[WP] You wake up one morning and find out that your bank has been emptied. Your wallet is also empty and even your change has disappeared. You eventually find that everyone else is flat broke as well. Somewhere, someone has successfully wished for all the money in the world.

Hey you! You, up there on that giant pile of money!

Hi! It's a great day, isn't it?

No! You've got all of my money.

I've got EVERYBODY'S money! The genie in the lamp gave me three wishes and this was my second one.

What was your first?

Bigger penis.

I don't even know why I bothered to ask.

Anyhoo, it was kind of a mistake. I mean, sure, that's what you wish for, right? All the money? But you don't think of it as hoarding everybody's cash. Speaking of which, what am I gonna do with all of this dirty, cash stuffed mattresses?

You should give them back to the shutins and preppers who rightfully own them!

Problem with that. If I try to give away the money, it just comes back to me. Here, catch this giant cauldron of gold I got from the Leprachaun family.

NOOOO!!! (covers head)

See? It almost hit you, then it just bounced back up here!

Well congratulations. You have all the money, we have none. What if we, as a society, create a new form of money? Do you get that, too?

Yes! This is AWESOME!

Why do you need that much money?

I don't! But whoopsie! (shrug)

Goddammit. I'm gonna fix this and make it right! Just you wait and see!

And so the man went home and started making phone calls and sending emails. Within a week, he was meeting with the president.

Thank you, Mr. President.

No problemo.

A Mexican president. How did that happen?

Long story. Anyhow, thank you for your ideas and vision. It's been a rough week for America. No one can buy anything. Bartering is big again. Prostitution is on the rise, too. Even I, the leader of the free world, had to give a guy a handy just to get some batteries for my transistor radio.

Wow!

And the batteries are dead now, and I can't listen to the baseball game. Unless...

Why are you looking at me like that?

So you don't--

No batteries.

Fuck. (Shakes head sadly, removes rubber glove from right hand) Well, I was told you have a proposal to make money, you know.... money again.

I do! What if we.... (whispering noises)

Brilliant! I shall sign it into law right now! (grabs a pen and paper)

And so the President signed a law that made dirty hypodermic needles our new currency, and the old money was magically returned to the people who owned it. But this made the man who made the wish very angry.

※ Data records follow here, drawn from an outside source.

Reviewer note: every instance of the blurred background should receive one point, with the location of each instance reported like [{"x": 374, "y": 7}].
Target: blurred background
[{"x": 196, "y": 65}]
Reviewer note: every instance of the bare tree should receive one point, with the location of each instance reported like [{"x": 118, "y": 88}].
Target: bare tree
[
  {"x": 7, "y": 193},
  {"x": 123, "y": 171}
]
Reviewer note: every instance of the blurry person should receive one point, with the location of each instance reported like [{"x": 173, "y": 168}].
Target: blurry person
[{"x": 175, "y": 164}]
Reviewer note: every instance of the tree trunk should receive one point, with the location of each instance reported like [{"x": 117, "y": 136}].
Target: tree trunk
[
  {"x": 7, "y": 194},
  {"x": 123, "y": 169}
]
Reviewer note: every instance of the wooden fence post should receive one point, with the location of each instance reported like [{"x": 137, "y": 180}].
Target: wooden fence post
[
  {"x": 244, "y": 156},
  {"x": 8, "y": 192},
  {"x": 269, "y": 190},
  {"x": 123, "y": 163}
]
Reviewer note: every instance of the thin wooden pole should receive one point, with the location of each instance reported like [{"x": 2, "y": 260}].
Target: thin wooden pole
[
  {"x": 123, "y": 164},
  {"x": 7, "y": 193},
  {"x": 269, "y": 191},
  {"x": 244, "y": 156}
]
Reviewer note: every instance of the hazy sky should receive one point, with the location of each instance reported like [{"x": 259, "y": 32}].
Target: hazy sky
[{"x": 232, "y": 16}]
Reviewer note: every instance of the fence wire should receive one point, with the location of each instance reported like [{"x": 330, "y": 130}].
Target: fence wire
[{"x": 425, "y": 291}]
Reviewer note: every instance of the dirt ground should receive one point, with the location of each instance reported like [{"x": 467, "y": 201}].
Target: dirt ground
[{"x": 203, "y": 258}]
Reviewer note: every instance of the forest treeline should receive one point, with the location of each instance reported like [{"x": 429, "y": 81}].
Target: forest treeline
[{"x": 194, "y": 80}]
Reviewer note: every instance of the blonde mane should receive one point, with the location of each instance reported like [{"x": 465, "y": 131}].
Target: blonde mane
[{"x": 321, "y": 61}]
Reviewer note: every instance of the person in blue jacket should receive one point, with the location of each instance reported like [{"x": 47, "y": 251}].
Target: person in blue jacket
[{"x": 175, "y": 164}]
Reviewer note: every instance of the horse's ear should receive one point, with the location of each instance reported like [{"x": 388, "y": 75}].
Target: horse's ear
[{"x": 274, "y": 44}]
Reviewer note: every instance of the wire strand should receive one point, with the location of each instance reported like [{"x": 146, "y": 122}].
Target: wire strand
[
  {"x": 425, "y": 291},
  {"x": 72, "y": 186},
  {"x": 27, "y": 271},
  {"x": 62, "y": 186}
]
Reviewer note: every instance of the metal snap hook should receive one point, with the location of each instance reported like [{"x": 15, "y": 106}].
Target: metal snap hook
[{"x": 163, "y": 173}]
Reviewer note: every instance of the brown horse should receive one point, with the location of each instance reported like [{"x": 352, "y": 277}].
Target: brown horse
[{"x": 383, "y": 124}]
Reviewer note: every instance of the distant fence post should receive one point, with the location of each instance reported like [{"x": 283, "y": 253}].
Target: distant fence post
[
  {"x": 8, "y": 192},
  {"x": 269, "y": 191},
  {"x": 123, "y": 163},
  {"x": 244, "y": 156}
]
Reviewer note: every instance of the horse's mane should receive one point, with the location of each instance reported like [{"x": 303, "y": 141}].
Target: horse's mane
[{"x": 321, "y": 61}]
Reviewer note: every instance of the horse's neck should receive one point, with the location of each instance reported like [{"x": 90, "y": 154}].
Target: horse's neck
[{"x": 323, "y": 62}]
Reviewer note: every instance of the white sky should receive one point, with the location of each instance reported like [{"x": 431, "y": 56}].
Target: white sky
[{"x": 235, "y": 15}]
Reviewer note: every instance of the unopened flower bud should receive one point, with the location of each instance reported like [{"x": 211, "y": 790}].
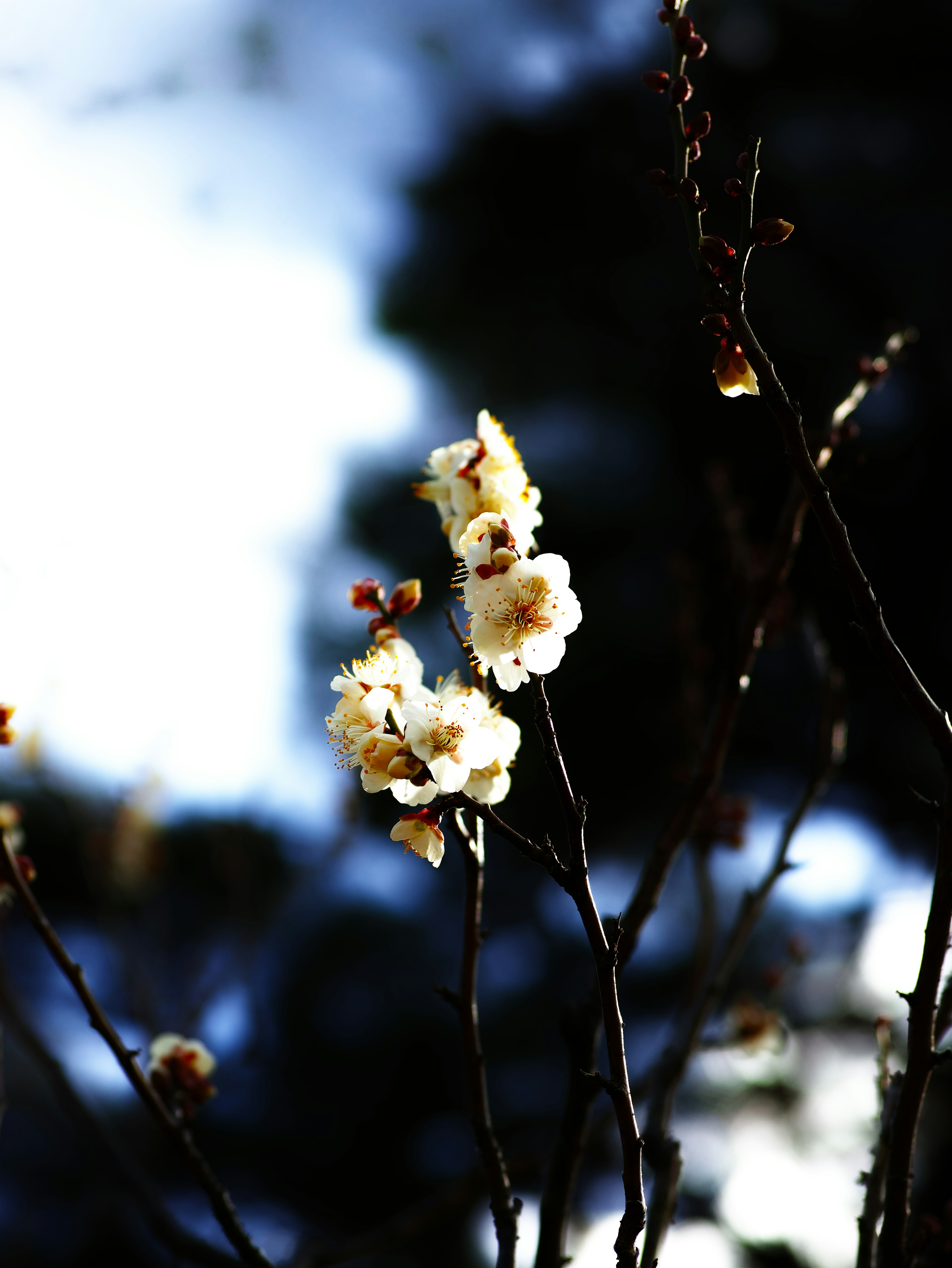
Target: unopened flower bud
[
  {"x": 406, "y": 597},
  {"x": 773, "y": 231},
  {"x": 714, "y": 250},
  {"x": 504, "y": 558},
  {"x": 717, "y": 324},
  {"x": 681, "y": 91},
  {"x": 366, "y": 594},
  {"x": 656, "y": 80}
]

How does it feel to be sitting up there on a pile of dirty needles?

I gotta be honest, not as good as sitting on all of the old kind of money. Also, ouch!

Well, it serves you right. And while banks will only accept needles, the people are trading money with each other. Kind of a gentleman's agreement. Did you learn your lesson?

Yes. Always save your third wish.

Come again?

Genies give three wishes. I only used two.

Uh-oh.

Yeah, and if I can't have all the money, I can at least have some power. (whispers wish)

So it was settled. The man with all of the money and hepatitis C sat on his mountain of pinpricks and watched as all the money in the world came to life and cried loudly. Washington, Lincoln, and the rest, wailing in perpetuity. The man was, of course, eventually beaten and killed, but the money continued to scream like babies in need of a three a.m. feeding, until it was all burned and everybody had to start all over again.